Otoh, if what you really care about is the social connection you get from playing games and talking about them with other people, you can just take up gardening or community service or pole dancing to get that.
Theoretically, we could see the PC gaming market come to resemble that of eastern Europe in the past, where everybody has very minimal or outdated hardware and the indie scene builds games with this in mind.
That’s pretty dire, but I prefer it over cloud subscriptions becoming the norm for gaming and other compute heavy tasks.
You have to understand the capitalism, it is doing slop because slop is what sells to people
You will need to shift your monies away from big name game publishers to smaller ones that make content that you prefer thereby encouraging them to make more non-slop
But I’ve been saying it for years even before AI, call of duty 29 and fifa 56 etc are all cash cows
There is no incentive to improve if what you’re doing works
I have enough unplayed games for years. And I haven’t even bought all games that interest me on my wishlist.
So to answer your question: I think it will work long enough till AI either implodes or is big enough that the state forces you to connect your brain implant to it.
We’ll just mod the old games.
There are options that don’t involve buying.

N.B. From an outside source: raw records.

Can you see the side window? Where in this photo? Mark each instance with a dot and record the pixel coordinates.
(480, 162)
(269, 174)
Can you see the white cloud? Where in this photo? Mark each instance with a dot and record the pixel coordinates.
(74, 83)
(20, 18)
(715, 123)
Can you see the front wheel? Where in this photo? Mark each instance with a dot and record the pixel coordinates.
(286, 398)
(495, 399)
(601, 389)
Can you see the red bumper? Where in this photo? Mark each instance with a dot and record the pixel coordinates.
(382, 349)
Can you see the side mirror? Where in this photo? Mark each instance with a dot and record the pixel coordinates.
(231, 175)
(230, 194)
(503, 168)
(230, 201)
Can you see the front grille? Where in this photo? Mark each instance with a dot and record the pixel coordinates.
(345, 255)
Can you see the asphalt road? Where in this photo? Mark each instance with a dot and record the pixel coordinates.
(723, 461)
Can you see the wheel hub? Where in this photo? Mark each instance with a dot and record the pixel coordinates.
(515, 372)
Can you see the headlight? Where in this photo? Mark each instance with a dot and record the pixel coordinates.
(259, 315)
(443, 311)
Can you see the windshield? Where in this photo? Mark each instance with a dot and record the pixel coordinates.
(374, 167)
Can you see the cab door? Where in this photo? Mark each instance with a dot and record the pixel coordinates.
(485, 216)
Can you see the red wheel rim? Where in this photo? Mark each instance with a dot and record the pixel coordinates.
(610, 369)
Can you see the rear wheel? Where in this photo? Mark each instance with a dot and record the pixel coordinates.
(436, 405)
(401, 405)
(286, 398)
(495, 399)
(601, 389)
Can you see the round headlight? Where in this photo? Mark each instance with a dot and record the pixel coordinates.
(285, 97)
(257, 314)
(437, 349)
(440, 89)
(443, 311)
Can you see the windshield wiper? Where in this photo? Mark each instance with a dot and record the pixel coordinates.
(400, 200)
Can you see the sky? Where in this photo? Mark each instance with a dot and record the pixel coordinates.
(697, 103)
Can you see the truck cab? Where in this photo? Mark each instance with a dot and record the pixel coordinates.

Open source games exist.
I’m talking about the hardware. “not buying” that and getting away with it is quite a bit harder than for software.
Cheaper hardware also exists, raspberry pi can run loads of games. Could even run old flash games on it.
Pis (Pi’s? Pi-s?) are cool, but it seems like overkill in this case. A second-hand thinkpad should be accessible enough, both cost-wise and difficulty-wise.
Yeah that also works. Still want to make a briefcase pi some day. Power everything by USB and stick a few powerbanks in there so it would run for days. It’s also easier to fix any broken part compared to a laptop. Made with some padding and it should be reasonably impact resistant too.
Oh yeah, that sounds awesome. Kinda like something out of a spy movie or something.
Which games are slop nowadays?
That only works if you already own the hardware and/or the majority does NOT do that model. The moment most people jump on board, the cost of old hardware will skyrocket too.